Não me atrevo ( trocadilho infamezinho) a travar embate com trovões ou traçar coordenadas sobre os caminhos tortuosos que as voltas da vida nos fazem trilhar. Mas me intrometo no destino com a força do pensamento positivo, isso sim. Busco a luz, compartilho-a com seres iluminados que me cruzam o caminho, entendo que as trevas só existem se não nos permitimos ver pontos iluminados no fim dos túneis escuros, e, quando observamos, lá longe um resquício de luz, temos que ir ao seu encontro, para nos fazermos crescer em fé e esperança, em harmonia e bem-querer.
Ao completar ontem, 61 anos, pensei nos trevos.
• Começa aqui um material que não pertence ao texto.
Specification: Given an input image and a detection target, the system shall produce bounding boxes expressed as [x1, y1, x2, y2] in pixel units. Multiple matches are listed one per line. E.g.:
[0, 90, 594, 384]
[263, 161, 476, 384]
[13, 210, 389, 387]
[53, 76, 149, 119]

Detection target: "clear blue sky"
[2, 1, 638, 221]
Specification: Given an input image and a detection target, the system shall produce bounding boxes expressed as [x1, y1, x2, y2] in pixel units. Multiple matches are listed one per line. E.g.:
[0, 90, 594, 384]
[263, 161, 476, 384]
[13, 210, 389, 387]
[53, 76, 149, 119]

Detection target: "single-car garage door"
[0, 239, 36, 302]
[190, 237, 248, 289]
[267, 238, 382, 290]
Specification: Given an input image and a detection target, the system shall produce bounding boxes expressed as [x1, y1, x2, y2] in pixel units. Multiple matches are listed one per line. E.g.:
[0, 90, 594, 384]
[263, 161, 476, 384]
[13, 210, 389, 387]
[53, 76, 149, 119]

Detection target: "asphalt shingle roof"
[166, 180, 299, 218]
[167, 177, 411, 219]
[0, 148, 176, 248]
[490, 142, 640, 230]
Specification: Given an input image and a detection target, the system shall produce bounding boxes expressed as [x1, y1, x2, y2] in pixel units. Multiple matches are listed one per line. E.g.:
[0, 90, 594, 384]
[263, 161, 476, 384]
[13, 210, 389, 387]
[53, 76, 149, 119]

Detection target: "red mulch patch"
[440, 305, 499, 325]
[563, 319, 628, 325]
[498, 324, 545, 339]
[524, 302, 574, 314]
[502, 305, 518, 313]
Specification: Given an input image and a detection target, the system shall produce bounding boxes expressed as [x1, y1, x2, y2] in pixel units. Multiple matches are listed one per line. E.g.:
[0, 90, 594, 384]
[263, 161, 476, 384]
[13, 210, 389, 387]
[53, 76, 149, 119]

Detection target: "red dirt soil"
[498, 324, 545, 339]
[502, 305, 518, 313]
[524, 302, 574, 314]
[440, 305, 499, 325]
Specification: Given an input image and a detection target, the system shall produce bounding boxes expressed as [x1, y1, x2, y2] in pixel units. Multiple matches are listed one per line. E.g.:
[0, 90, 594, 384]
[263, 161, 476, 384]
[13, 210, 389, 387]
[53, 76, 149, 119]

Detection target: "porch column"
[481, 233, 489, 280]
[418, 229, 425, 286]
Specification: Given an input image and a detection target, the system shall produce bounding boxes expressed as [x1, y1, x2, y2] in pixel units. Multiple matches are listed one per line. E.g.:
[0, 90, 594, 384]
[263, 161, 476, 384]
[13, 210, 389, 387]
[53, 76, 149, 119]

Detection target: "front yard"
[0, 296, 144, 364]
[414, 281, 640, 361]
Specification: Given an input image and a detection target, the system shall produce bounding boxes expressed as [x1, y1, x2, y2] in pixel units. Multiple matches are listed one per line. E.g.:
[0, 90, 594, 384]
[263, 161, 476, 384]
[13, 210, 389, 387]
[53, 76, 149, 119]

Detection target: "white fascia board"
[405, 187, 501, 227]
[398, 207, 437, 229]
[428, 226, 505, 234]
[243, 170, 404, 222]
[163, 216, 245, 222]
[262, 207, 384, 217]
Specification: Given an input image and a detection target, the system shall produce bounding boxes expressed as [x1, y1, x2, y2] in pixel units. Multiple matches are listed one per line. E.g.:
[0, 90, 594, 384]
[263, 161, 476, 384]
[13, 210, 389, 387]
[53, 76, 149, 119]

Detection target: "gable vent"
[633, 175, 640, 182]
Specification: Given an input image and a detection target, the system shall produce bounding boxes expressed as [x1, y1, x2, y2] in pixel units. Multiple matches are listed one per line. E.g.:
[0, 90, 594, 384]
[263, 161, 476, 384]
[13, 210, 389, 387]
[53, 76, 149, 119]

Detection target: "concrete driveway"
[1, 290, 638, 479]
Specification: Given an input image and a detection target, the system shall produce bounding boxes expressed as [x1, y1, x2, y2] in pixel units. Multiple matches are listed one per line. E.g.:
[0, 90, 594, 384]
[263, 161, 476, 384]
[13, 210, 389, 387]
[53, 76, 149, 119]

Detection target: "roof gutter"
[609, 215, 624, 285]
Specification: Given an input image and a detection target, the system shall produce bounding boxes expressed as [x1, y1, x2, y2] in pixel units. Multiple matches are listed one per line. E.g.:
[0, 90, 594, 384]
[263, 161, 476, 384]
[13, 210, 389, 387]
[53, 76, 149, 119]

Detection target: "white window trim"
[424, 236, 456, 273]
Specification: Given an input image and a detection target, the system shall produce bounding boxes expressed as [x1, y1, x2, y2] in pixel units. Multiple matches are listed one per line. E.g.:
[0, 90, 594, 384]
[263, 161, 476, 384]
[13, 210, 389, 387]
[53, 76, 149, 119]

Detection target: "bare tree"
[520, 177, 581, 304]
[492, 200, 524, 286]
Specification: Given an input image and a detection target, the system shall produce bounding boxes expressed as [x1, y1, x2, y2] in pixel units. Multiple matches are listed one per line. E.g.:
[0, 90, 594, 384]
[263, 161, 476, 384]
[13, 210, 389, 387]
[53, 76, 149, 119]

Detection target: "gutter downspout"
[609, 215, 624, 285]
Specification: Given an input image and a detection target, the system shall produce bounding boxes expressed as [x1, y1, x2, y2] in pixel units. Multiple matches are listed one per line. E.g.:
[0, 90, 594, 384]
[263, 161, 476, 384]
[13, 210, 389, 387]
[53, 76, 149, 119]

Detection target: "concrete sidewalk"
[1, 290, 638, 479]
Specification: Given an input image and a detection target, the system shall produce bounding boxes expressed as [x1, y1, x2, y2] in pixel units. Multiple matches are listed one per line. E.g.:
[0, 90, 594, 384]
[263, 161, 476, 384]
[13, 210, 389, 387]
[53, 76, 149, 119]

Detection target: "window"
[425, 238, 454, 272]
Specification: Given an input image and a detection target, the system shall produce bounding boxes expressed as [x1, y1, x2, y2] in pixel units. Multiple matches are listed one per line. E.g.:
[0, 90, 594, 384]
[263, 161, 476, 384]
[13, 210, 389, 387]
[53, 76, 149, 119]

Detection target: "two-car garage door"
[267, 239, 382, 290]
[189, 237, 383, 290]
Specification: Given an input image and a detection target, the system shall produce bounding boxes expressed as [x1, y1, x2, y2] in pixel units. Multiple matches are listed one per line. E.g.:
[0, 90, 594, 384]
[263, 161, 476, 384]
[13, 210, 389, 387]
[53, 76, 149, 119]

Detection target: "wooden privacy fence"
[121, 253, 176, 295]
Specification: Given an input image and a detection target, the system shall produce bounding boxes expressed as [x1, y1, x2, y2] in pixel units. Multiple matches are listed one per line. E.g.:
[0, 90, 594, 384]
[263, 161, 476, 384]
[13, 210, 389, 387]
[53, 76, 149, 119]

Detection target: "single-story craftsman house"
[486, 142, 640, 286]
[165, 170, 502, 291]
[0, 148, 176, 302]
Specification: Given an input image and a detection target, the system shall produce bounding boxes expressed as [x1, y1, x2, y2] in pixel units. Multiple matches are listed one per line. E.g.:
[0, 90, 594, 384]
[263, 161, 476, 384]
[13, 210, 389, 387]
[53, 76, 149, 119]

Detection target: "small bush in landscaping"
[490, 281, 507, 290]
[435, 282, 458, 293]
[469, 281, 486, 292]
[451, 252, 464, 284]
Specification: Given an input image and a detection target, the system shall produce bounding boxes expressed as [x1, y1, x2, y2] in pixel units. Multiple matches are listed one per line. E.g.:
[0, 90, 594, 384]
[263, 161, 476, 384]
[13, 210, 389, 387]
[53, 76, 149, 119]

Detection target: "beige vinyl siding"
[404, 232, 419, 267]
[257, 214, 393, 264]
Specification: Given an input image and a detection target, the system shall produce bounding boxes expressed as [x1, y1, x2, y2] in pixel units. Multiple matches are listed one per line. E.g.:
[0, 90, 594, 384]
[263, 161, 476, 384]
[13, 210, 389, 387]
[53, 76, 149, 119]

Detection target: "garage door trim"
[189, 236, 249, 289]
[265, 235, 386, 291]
Nas suas florezinhas azuis, na sua delicadeza e humildade, brotando em cantos de calçadas velhas e abandonadas, sendo confundidos com matos descartáveis, mas nos oferecendo, pelo menos a mim, chance de refletir sobre pequeníssimas manifestações de uma natureza grandiosa e sábia que nos acolhe, a despeito de nossas ignorâncias, nossos descasos, nossos atrevimentos, como por exemplo, essa coisa de não entendermos bem porque os trevos podem ser de 3 ou 4 folhas ao passo que somos de muitas cabeças, muitas opiniões, e 3 ou 4 podem ser nossas certezas pequeninas em torno do amor, da amizade, da paixão, da espiritualidade, do fascínio pela eternidade questionada, ou pela sorte de amar com profunda sintonia nossos semelhantes e nossos parceiros de existência.
Bom é ter alguns trevos florescendo por onde passo, nas manhãs do tempo, ainda que sejam pisoteados ou arrancados, eles tornam a surgir, teimosamente, a dizer que a vida é círculo vicioso, não importando muito se nós a entendamos ou não!